Please join our Twitter chat at 8am Pacific on Sat. March 19. Just follow the #Winophiles hashtag. Hope to “see” you there!

11 Comments

  1. advinetures says:

    Wow…love everything we’ve read here! I had never heard of this champagne but it definitely sounds like one we would enjoy. As for pizza and sushi, dare to want it all we say!

    1. Martin D. Redmond says:

      Thanks Allison. My first time enjoying Champagne with pizza (I’ve had other sparkling wines – mostly Lambrusco, which nicely falls into the “what grows together, goes together” category quite nicely, especially with wood fired pizza for me). I look forward to trying pizza again with Champagne. The Louise Brison is very good-especially if you appreciate the more oxidative style.

  2. I love the inspiration that Delphine Brulez found from your grandmother’s wine growing story.

    1. Martin D. Redmond says:

      Thanks Jane. It’s most definitely an inspiring story (though some of it appears a bit mysterious).

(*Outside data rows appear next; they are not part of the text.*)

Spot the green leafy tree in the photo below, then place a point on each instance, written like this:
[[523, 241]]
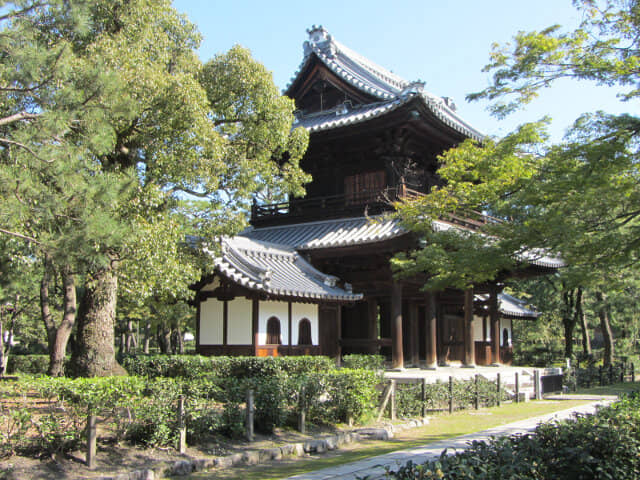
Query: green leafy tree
[[108, 121], [578, 198]]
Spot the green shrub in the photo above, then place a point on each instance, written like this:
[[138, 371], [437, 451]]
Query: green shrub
[[29, 364], [367, 362], [350, 395]]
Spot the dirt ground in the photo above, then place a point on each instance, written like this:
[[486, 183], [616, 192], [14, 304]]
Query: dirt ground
[[113, 458]]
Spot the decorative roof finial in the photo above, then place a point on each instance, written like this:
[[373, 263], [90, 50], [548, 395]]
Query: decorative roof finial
[[318, 34]]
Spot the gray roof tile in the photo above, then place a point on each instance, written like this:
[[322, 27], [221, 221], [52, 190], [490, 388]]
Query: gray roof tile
[[277, 270], [375, 80]]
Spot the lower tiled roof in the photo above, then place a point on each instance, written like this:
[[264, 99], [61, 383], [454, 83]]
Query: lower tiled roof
[[277, 270], [329, 233]]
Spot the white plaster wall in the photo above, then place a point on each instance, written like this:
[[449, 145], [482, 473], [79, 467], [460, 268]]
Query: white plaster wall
[[239, 321], [211, 286], [211, 313], [273, 309], [505, 323], [300, 311]]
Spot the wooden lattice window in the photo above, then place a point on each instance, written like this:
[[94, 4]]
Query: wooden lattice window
[[363, 187], [304, 332], [273, 332]]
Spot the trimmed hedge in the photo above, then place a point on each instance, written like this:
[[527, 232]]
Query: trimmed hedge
[[29, 364], [194, 366], [600, 446]]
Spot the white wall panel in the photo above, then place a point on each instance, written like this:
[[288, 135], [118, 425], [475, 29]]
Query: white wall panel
[[211, 322], [280, 310], [239, 321], [308, 311]]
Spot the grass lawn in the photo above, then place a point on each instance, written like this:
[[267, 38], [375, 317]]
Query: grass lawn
[[441, 427], [615, 389]]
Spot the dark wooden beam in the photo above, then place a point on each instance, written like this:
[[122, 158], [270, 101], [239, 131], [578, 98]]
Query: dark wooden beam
[[469, 344]]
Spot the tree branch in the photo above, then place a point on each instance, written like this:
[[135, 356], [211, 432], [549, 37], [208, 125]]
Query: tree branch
[[17, 117], [23, 146], [20, 236]]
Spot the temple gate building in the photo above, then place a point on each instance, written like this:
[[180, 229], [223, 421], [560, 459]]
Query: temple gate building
[[312, 275]]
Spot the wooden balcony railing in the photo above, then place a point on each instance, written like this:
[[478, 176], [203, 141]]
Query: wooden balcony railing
[[351, 205]]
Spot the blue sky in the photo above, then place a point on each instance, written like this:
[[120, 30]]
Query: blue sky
[[444, 43]]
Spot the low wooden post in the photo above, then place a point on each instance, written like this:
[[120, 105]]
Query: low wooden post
[[182, 428], [91, 441], [424, 397], [302, 416], [477, 392], [249, 413], [393, 400], [537, 387]]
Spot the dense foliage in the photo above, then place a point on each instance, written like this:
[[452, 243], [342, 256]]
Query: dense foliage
[[600, 446]]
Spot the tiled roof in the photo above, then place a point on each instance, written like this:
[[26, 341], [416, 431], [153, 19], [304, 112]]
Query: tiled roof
[[346, 232], [510, 306], [329, 233], [374, 80], [277, 270], [341, 116]]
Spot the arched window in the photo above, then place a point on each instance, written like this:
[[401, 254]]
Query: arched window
[[273, 331], [304, 332], [505, 338]]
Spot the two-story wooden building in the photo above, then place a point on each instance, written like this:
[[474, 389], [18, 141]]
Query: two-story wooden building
[[312, 275]]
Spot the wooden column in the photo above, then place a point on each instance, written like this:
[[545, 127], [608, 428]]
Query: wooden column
[[372, 313], [469, 344], [431, 333], [494, 318], [255, 306], [397, 354], [415, 334]]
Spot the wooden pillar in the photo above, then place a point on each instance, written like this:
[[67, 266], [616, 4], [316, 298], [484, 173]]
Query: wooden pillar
[[469, 344], [397, 354], [494, 318], [431, 347], [255, 305], [372, 312], [415, 334]]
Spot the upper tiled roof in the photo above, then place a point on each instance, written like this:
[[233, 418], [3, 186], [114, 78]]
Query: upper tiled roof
[[329, 233], [347, 232], [277, 270], [374, 80]]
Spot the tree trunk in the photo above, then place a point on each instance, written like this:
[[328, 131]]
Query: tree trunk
[[131, 340], [568, 322], [605, 325], [582, 318], [58, 349], [95, 352], [147, 336], [57, 335]]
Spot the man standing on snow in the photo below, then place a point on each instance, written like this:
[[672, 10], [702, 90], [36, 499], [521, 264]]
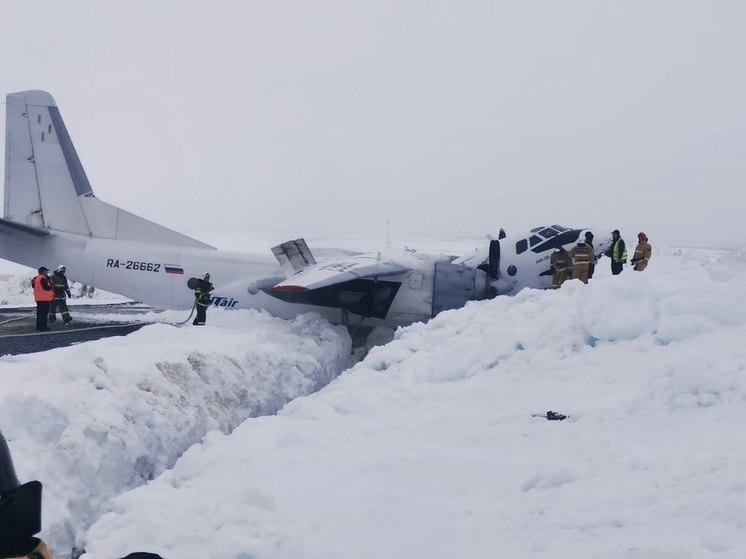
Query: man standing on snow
[[561, 264], [643, 252], [617, 253], [589, 242], [202, 300], [61, 293], [43, 295], [582, 256]]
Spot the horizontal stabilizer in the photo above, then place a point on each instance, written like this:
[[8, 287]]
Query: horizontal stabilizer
[[29, 229], [294, 256], [46, 186]]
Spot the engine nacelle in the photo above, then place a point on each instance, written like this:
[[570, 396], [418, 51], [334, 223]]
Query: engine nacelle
[[454, 285]]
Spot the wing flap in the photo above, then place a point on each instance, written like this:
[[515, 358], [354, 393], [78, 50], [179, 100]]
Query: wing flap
[[339, 271]]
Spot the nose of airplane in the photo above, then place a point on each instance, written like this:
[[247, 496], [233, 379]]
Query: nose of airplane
[[8, 479]]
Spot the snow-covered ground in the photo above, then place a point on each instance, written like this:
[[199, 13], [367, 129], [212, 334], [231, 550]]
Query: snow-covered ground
[[427, 448], [16, 291], [93, 420]]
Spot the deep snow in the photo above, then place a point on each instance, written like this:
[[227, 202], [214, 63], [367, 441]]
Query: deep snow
[[93, 420], [427, 448]]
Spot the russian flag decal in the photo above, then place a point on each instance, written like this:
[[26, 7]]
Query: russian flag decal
[[173, 269]]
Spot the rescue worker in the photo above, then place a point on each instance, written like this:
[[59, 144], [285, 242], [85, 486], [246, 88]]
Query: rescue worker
[[643, 252], [17, 534], [202, 300], [582, 256], [617, 252], [561, 264], [43, 295], [589, 242], [61, 293]]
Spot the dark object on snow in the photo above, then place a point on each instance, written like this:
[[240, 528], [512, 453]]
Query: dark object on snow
[[20, 509]]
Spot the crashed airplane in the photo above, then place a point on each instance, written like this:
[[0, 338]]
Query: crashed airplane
[[51, 215]]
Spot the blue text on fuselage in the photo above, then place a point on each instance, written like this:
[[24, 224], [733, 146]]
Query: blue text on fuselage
[[225, 302]]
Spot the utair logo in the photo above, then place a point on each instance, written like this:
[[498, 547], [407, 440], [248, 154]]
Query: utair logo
[[225, 302]]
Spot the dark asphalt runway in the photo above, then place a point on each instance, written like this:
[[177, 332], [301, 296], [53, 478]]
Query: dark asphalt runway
[[18, 334]]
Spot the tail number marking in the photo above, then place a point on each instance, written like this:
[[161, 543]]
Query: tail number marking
[[133, 265]]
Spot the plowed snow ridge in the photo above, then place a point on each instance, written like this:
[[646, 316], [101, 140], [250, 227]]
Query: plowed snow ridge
[[93, 420], [427, 447]]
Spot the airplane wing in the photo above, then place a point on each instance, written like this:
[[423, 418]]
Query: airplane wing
[[339, 271]]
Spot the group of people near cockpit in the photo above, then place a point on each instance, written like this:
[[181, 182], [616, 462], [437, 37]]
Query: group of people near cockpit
[[580, 261]]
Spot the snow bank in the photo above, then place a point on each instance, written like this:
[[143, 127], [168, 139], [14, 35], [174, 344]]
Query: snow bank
[[16, 291], [93, 420], [427, 447]]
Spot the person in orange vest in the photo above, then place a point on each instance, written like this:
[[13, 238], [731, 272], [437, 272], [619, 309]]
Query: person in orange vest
[[43, 295]]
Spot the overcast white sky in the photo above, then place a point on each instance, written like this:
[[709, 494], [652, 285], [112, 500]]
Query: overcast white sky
[[449, 118]]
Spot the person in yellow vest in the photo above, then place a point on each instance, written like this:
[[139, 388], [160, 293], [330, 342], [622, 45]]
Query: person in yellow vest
[[582, 256], [643, 252], [561, 264], [43, 295], [617, 252]]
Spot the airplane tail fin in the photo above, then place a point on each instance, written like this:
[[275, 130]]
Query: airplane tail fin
[[47, 187]]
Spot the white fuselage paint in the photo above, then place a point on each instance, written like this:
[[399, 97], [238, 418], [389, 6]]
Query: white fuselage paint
[[128, 268]]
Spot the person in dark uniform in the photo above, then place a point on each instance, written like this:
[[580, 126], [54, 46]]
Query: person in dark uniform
[[617, 252], [589, 242], [61, 293], [43, 295], [202, 300]]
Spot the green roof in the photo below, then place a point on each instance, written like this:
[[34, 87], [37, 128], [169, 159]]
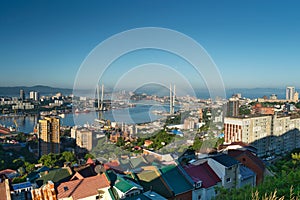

  3. Have to say – I love to see women in charge. Inspiring story and a Champagne I’d enjoy as I also like an oxidative style. Will look for it. Thanks!

  4. Deanna says:

    Those tasting notes are SO good! Yes, I’ll take a champagne for $35! I’m always on the lookout for a not too pricey champagne, and this one is even more interesting with a women behind the label. Nice find!

    1. Martin D. Redmond says:

      Thanks Deanna! I appreciate kind words! Hope you’re having a great week!

  5. Nicole Ruiz Hudson says:

    That sounds like an amazing deal on a fabulous bottle of Champagne! And how fun to get to try it with two completely different cuisines.

    1. Martin D. Redmond says:

      Thanks Nicole. I think the Louis Brison is a very good deal and one doesn’t find too many oxidative style champagne at the price.